Figure 2. Piles of goods at western dock area.
At the eastern end of the dock, a greater volume of cargo is visible alongside cargo containers.
Figure 3. Cargo and containers at eastern dock area.
North of the dock, containers have appeared in the container yard as well. The containers are enclosed within an area bounded by the makeshift wall of containers. The reason for this is unclear, although it is likely related to quarantine measures.
Two cargo ships are presently at the offshore wharf, offloading their cargo. The broken ice paths leading from the anchorage to the wharf suggest several cargo ships have offloaded cargo recently. Further downstream, broken ice pathways along the river at the coal and petroleum oil and lubricant (POL) ports suggest the movement of coal and oil continues.
Nampho During the Pandemic
Since the beginning of the pandemic, activity at Nampho has been limited, but it never completely stopped. Activity slowly declined in the first few months of 2020 and then remained at low levels through 2021.
Figure 4. Imagery from April 2020, a few months after North Korea’s border shutdown, shows minimal activity around the docks.

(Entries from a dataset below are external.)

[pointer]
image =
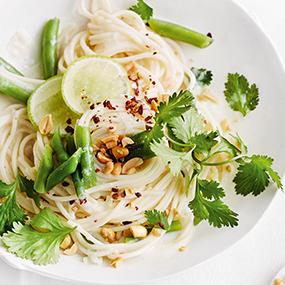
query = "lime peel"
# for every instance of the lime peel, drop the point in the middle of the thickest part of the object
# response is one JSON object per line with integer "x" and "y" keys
{"x": 91, "y": 79}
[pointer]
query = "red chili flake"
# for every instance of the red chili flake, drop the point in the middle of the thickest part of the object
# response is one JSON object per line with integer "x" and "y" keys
{"x": 148, "y": 119}
{"x": 115, "y": 196}
{"x": 64, "y": 183}
{"x": 140, "y": 110}
{"x": 148, "y": 100}
{"x": 83, "y": 201}
{"x": 107, "y": 104}
{"x": 69, "y": 130}
{"x": 138, "y": 194}
{"x": 160, "y": 225}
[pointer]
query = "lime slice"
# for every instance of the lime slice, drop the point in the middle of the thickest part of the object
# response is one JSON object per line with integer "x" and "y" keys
{"x": 47, "y": 99}
{"x": 92, "y": 79}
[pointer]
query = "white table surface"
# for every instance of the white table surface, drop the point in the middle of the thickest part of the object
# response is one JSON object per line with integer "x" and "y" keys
{"x": 261, "y": 253}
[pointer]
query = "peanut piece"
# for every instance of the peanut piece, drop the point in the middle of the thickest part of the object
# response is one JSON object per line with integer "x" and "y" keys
{"x": 117, "y": 169}
{"x": 120, "y": 152}
{"x": 108, "y": 234}
{"x": 103, "y": 158}
{"x": 132, "y": 163}
{"x": 108, "y": 167}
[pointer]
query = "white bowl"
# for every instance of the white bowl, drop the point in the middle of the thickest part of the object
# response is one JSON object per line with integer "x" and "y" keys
{"x": 240, "y": 46}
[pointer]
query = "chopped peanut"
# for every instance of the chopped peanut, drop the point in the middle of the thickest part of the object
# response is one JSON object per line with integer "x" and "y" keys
{"x": 132, "y": 163}
{"x": 109, "y": 166}
{"x": 46, "y": 125}
{"x": 138, "y": 231}
{"x": 117, "y": 262}
{"x": 127, "y": 141}
{"x": 111, "y": 128}
{"x": 111, "y": 144}
{"x": 72, "y": 250}
{"x": 120, "y": 152}
{"x": 155, "y": 232}
{"x": 117, "y": 169}
{"x": 108, "y": 234}
{"x": 182, "y": 248}
{"x": 153, "y": 106}
{"x": 109, "y": 138}
{"x": 103, "y": 158}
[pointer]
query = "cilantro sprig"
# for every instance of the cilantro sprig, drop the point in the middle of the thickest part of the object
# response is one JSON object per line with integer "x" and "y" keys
{"x": 183, "y": 126}
{"x": 39, "y": 240}
{"x": 240, "y": 96}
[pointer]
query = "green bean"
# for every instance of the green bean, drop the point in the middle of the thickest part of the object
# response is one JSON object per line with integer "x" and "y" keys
{"x": 57, "y": 146}
{"x": 177, "y": 32}
{"x": 76, "y": 176}
{"x": 13, "y": 90}
{"x": 49, "y": 44}
{"x": 64, "y": 170}
{"x": 83, "y": 140}
{"x": 9, "y": 67}
{"x": 45, "y": 168}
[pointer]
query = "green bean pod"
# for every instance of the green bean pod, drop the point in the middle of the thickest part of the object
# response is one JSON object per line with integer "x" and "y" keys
{"x": 45, "y": 168}
{"x": 49, "y": 48}
{"x": 83, "y": 140}
{"x": 13, "y": 90}
{"x": 9, "y": 67}
{"x": 179, "y": 33}
{"x": 76, "y": 176}
{"x": 57, "y": 146}
{"x": 64, "y": 170}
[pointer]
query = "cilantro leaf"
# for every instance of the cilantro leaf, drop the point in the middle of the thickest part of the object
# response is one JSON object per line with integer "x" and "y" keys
{"x": 29, "y": 243}
{"x": 171, "y": 157}
{"x": 157, "y": 218}
{"x": 176, "y": 106}
{"x": 239, "y": 95}
{"x": 253, "y": 176}
{"x": 142, "y": 9}
{"x": 203, "y": 76}
{"x": 207, "y": 205}
{"x": 27, "y": 186}
{"x": 187, "y": 125}
{"x": 10, "y": 212}
{"x": 205, "y": 142}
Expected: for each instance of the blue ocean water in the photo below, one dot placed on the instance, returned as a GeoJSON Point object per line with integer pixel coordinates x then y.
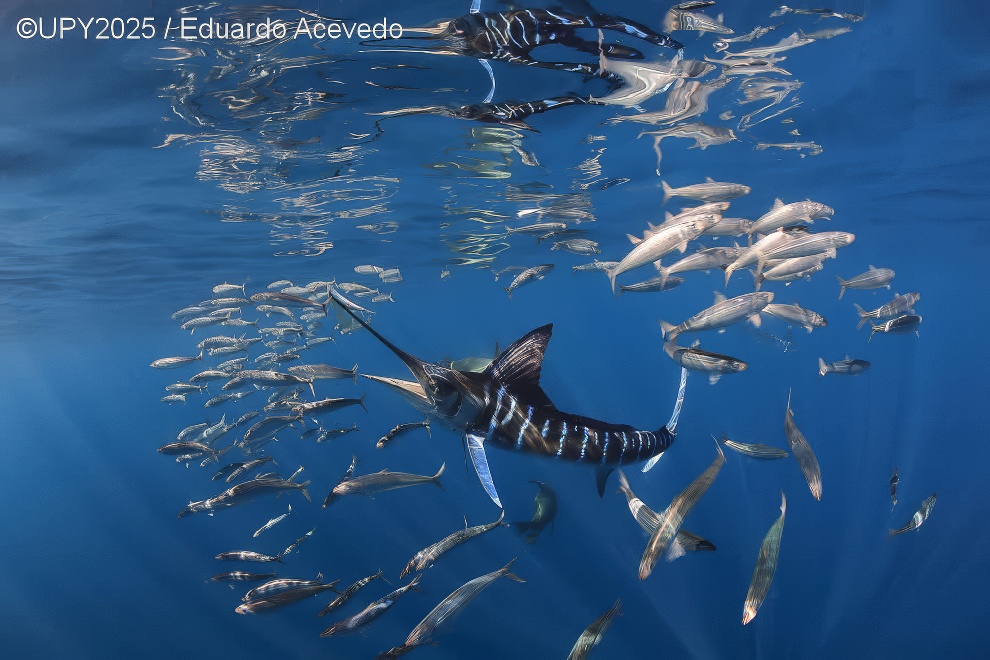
{"type": "Point", "coordinates": [136, 176]}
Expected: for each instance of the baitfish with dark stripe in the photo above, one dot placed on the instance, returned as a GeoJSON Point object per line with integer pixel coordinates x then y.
{"type": "Point", "coordinates": [803, 453]}
{"type": "Point", "coordinates": [429, 555]}
{"type": "Point", "coordinates": [402, 428]}
{"type": "Point", "coordinates": [241, 576]}
{"type": "Point", "coordinates": [766, 566]}
{"type": "Point", "coordinates": [593, 634]}
{"type": "Point", "coordinates": [505, 406]}
{"type": "Point", "coordinates": [371, 612]}
{"type": "Point", "coordinates": [673, 516]}
{"type": "Point", "coordinates": [379, 482]}
{"type": "Point", "coordinates": [648, 519]}
{"type": "Point", "coordinates": [544, 512]}
{"type": "Point", "coordinates": [448, 608]}
{"type": "Point", "coordinates": [348, 593]}
{"type": "Point", "coordinates": [758, 450]}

In late 2020, work started to replace concrete under a container crane in the eastern dock area. That December, construction also began on a large building that was completed in 2021 and is considerably larger than the four warehouses at the opposite end of the docks. Its purpose is unknown.
The makeshift container walls were first observed in April 2021 and have been present ever since. They are sometimes reconfigured and appear to be in place to separate imported cargo from the rest of the dock.